A single intravitreal injection of EPO (8-160 mU/eye) was given to streptozotocin-induced diabetic rats at different time points during the course of diabetes. Blood-retinal barrier (BRB) permeability, neuronal apoptosis and retinal morphology were studied. In parallel, the key factors of hypoxia-inducible factor 1 alpha (HIF-1 alpha) pathway have been quantitatively studied, including VEGF-A, endogenous EPO, EPO receptor (EpoR), prolyl hydroxylases (PHD1-3) and von Hippel-Lindau tumor suppressor (VHL).
In the present study, a single intravitreal erythropoietin (EPO) to diabetic rats produced therapeutic effects on maintaining blood-retinal barrier (BRB) function and neuronal survival at different time courses of retinopathy.

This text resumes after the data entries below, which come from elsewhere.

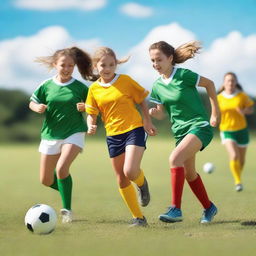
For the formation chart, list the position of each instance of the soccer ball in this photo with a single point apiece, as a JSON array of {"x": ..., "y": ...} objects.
[
  {"x": 41, "y": 219},
  {"x": 208, "y": 167}
]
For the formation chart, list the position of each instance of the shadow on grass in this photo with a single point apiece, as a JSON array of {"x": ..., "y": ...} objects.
[
  {"x": 226, "y": 221},
  {"x": 248, "y": 223},
  {"x": 80, "y": 220}
]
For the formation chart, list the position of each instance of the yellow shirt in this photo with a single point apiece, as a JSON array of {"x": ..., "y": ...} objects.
[
  {"x": 231, "y": 119},
  {"x": 115, "y": 102}
]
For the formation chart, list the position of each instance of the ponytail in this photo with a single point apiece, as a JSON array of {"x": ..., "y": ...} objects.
[
  {"x": 180, "y": 54},
  {"x": 84, "y": 63},
  {"x": 80, "y": 57}
]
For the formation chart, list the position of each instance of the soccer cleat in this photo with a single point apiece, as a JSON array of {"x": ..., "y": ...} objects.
[
  {"x": 67, "y": 215},
  {"x": 139, "y": 222},
  {"x": 172, "y": 215},
  {"x": 239, "y": 187},
  {"x": 208, "y": 214},
  {"x": 144, "y": 196}
]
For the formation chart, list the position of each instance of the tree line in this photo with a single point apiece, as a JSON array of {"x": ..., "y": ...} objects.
[{"x": 19, "y": 124}]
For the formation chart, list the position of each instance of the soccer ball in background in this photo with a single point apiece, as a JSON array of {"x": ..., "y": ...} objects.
[
  {"x": 208, "y": 167},
  {"x": 41, "y": 219}
]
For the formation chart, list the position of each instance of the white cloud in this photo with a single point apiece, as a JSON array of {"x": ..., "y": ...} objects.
[
  {"x": 234, "y": 52},
  {"x": 17, "y": 56},
  {"x": 50, "y": 5},
  {"x": 136, "y": 10},
  {"x": 231, "y": 53}
]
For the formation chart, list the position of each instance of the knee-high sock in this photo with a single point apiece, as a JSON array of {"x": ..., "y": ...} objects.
[
  {"x": 55, "y": 182},
  {"x": 65, "y": 188},
  {"x": 130, "y": 197},
  {"x": 198, "y": 188},
  {"x": 235, "y": 168},
  {"x": 140, "y": 179},
  {"x": 177, "y": 181}
]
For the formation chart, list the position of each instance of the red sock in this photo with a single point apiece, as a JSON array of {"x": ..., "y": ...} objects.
[
  {"x": 177, "y": 181},
  {"x": 198, "y": 188}
]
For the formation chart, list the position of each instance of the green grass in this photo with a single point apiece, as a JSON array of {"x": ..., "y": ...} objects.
[{"x": 101, "y": 225}]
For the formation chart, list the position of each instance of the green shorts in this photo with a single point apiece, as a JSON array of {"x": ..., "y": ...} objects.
[
  {"x": 205, "y": 134},
  {"x": 241, "y": 137}
]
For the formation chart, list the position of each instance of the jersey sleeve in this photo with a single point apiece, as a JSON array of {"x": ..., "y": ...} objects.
[
  {"x": 138, "y": 92},
  {"x": 190, "y": 78},
  {"x": 39, "y": 95},
  {"x": 91, "y": 106},
  {"x": 154, "y": 97},
  {"x": 247, "y": 101}
]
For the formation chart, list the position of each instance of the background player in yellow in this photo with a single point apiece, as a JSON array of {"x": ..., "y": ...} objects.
[
  {"x": 234, "y": 105},
  {"x": 115, "y": 97}
]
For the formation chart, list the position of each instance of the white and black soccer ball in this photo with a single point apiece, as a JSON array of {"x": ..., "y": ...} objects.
[
  {"x": 208, "y": 167},
  {"x": 41, "y": 219}
]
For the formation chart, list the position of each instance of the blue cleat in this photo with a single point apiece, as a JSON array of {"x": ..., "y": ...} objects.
[
  {"x": 172, "y": 215},
  {"x": 209, "y": 214}
]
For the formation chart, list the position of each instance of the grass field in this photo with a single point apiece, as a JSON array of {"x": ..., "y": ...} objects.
[{"x": 101, "y": 224}]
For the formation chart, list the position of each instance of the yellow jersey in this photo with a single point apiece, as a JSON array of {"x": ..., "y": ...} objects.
[
  {"x": 231, "y": 118},
  {"x": 116, "y": 102}
]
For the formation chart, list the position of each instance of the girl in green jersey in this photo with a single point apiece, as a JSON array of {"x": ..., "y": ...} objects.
[
  {"x": 175, "y": 92},
  {"x": 62, "y": 134}
]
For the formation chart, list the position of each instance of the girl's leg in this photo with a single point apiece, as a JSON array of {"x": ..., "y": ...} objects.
[
  {"x": 186, "y": 149},
  {"x": 234, "y": 160},
  {"x": 196, "y": 184},
  {"x": 133, "y": 156},
  {"x": 68, "y": 153},
  {"x": 47, "y": 174},
  {"x": 126, "y": 189},
  {"x": 242, "y": 154}
]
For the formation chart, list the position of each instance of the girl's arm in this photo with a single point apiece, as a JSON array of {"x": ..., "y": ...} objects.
[
  {"x": 36, "y": 107},
  {"x": 246, "y": 111},
  {"x": 157, "y": 112},
  {"x": 80, "y": 106},
  {"x": 210, "y": 88},
  {"x": 148, "y": 126},
  {"x": 91, "y": 123}
]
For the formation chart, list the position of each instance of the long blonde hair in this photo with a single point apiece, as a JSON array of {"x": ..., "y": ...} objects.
[
  {"x": 103, "y": 51},
  {"x": 180, "y": 54},
  {"x": 80, "y": 57}
]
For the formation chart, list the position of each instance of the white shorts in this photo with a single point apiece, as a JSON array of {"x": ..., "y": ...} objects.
[{"x": 53, "y": 147}]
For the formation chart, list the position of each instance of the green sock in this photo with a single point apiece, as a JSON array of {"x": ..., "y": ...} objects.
[
  {"x": 65, "y": 188},
  {"x": 55, "y": 182}
]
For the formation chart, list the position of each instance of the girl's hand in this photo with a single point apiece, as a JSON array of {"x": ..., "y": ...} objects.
[
  {"x": 215, "y": 120},
  {"x": 150, "y": 128},
  {"x": 92, "y": 129},
  {"x": 40, "y": 108},
  {"x": 80, "y": 107},
  {"x": 153, "y": 111}
]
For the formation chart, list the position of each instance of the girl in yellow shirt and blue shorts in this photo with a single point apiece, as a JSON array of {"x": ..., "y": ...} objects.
[{"x": 234, "y": 105}]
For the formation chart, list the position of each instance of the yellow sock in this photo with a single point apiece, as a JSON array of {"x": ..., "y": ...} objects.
[
  {"x": 235, "y": 168},
  {"x": 130, "y": 197},
  {"x": 140, "y": 179}
]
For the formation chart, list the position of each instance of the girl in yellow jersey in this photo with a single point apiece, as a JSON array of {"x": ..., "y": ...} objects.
[
  {"x": 115, "y": 97},
  {"x": 234, "y": 105}
]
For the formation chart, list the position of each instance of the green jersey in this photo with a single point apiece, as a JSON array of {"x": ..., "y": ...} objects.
[
  {"x": 180, "y": 98},
  {"x": 61, "y": 116}
]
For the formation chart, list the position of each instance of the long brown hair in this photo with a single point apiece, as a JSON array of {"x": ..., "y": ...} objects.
[
  {"x": 238, "y": 85},
  {"x": 103, "y": 51},
  {"x": 180, "y": 54},
  {"x": 81, "y": 58}
]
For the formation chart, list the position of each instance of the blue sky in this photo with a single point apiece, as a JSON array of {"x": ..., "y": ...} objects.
[{"x": 126, "y": 26}]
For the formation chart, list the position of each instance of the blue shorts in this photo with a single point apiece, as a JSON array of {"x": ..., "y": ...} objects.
[{"x": 117, "y": 143}]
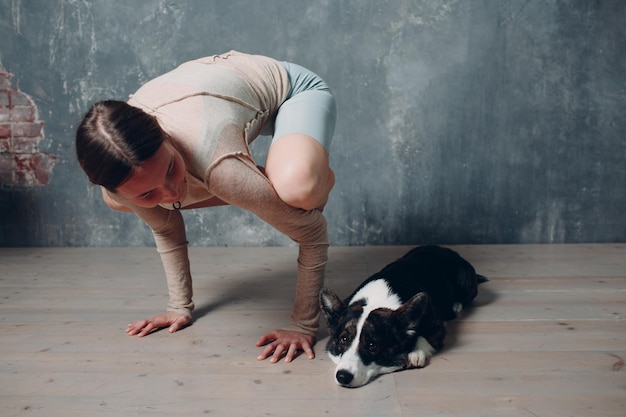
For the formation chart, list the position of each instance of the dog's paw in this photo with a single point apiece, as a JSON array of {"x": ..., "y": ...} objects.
[
  {"x": 423, "y": 351},
  {"x": 417, "y": 359}
]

The mRNA levels of HIF-1 alpha, VEGF-A, endogenous EPO, PHD1-3 and VHL were all up-regulated in the diabetic retina, and suppressed by exogenous EPO. The increased protein levels of HIF-1 alpha, VEGF-A, and endogenous EPO found in diabetic retinas were also down-regulated by exogenous EPO.
The results demonstrate that the HIF-1 pathway is activated in the retina in early diabetes, but is negatively regulated by a feedback loop following the administration of exogenous EPO. Exogenous EPO at pharmacologic levels leads to suppression of VEGF and in turn, restoration of the normal functions of BRB in a time-dependent manner. In the diabetic retina, the same level of exogenous EPO that inhibits VEGF also exerts neuronal protection.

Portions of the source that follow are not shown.